After grasshoppers wreaked havoc on the state of Nebraska in 1874 and 1875, enrollment at the University of Nebraska dropped and opposition arose to funding the university from the Nebraska Legislature. The difficult financial times coupled with a religious controversy surrounding whether the university was to be influenced by various Christian denominations or become secular in nature led to Benton offering his resignation in December 1875, which would be effective by June 1876. Benton's time at Nebraska included several achievements. He formed the university's cirriculum around a classical model, including the study of many ancient languages and mathematics. He was responsible for planning the original four-block campus layout for the university. He also purchased a half-section along Holdrege Street for the university farm which later became East Campus. During his tenure, Benton also made many trips across Nebraska to deliver speeches, recruit, and promote the university. While on one of these trips, he created the university seal which is still used today.

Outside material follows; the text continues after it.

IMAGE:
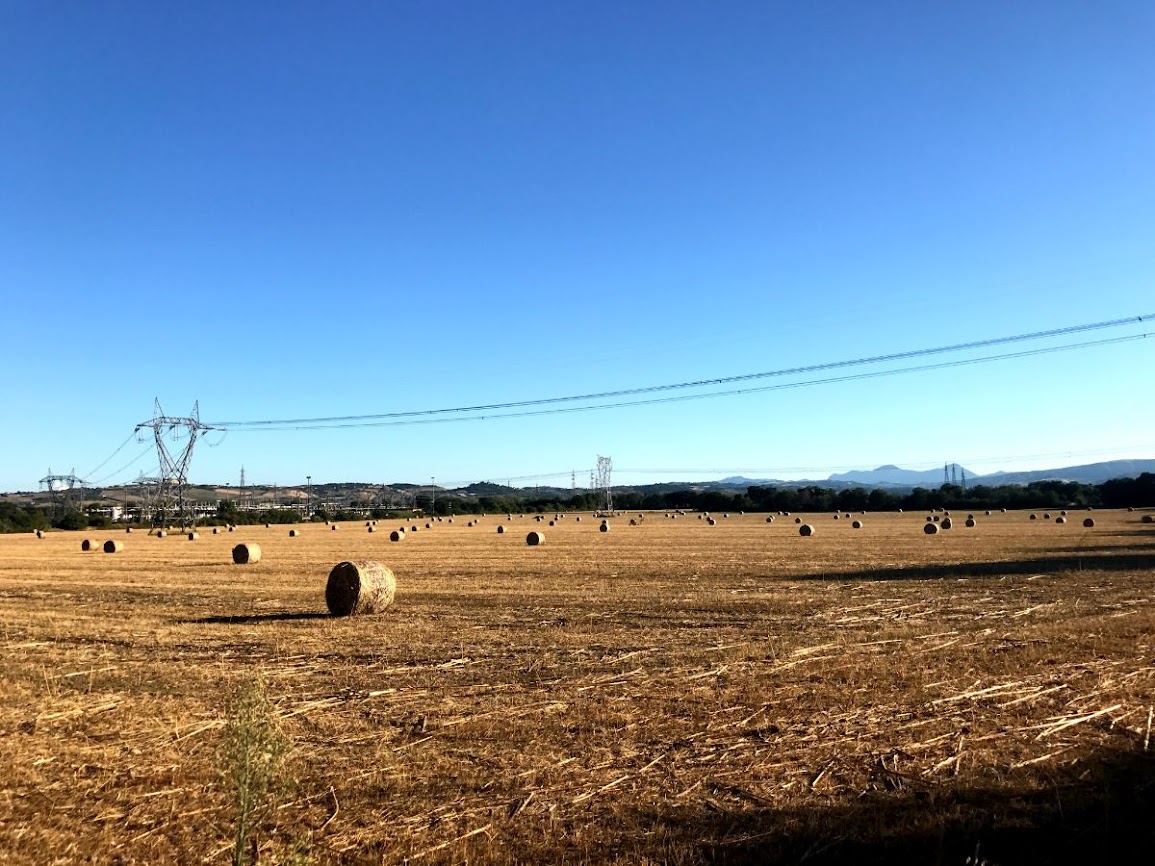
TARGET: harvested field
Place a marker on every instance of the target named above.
(678, 693)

After resigning from the University of Nebraska, Benton returned to North-Western Christian University in 1876, this time as a professor of philosophy. Once again, after ten years as a philosophy professor, he was elevated to a second term as the president of what was then called Butler University in 1886. After five years as president, Benton resigned in 1891 in order to devote more time to teaching. The house in which Benton and his wife resided during this period is known as the Benton House and is now open to the public as a museum.

==Personal life==
Benton was married to Silence Howard in 1851, and they had two daughters and a son: Grace Benton Dales, Mattie Benton Stewart, and Howard Benton. James Stuart Dales, a student under Benton at Mount Union College and at the University of Nebraska and later employed by Benton at the University of Nebraska, married his eldest daughter Grace.

After the death of his wife Silence in 1900 and resigning from teaching at Butler University, Benton returned to Nebraska in 1907 to be close to his eldest daughter Grace who was still living in Lincoln with her husband J. Stuart Dales. Benton died on January 1, 1914, at the home of his eldest daughter Grace. Upon his death in a formal resolution, the Butler University Board of Directors praised Benton for his "unfailing courtesy and tolerance, the deep learning and convictions, the well rounded character and life of our old friend and teacher."

Benton's grandson, Benton Dales, served as department chair and professor of chemistry at the University of Nebraska from 1903 to 1917.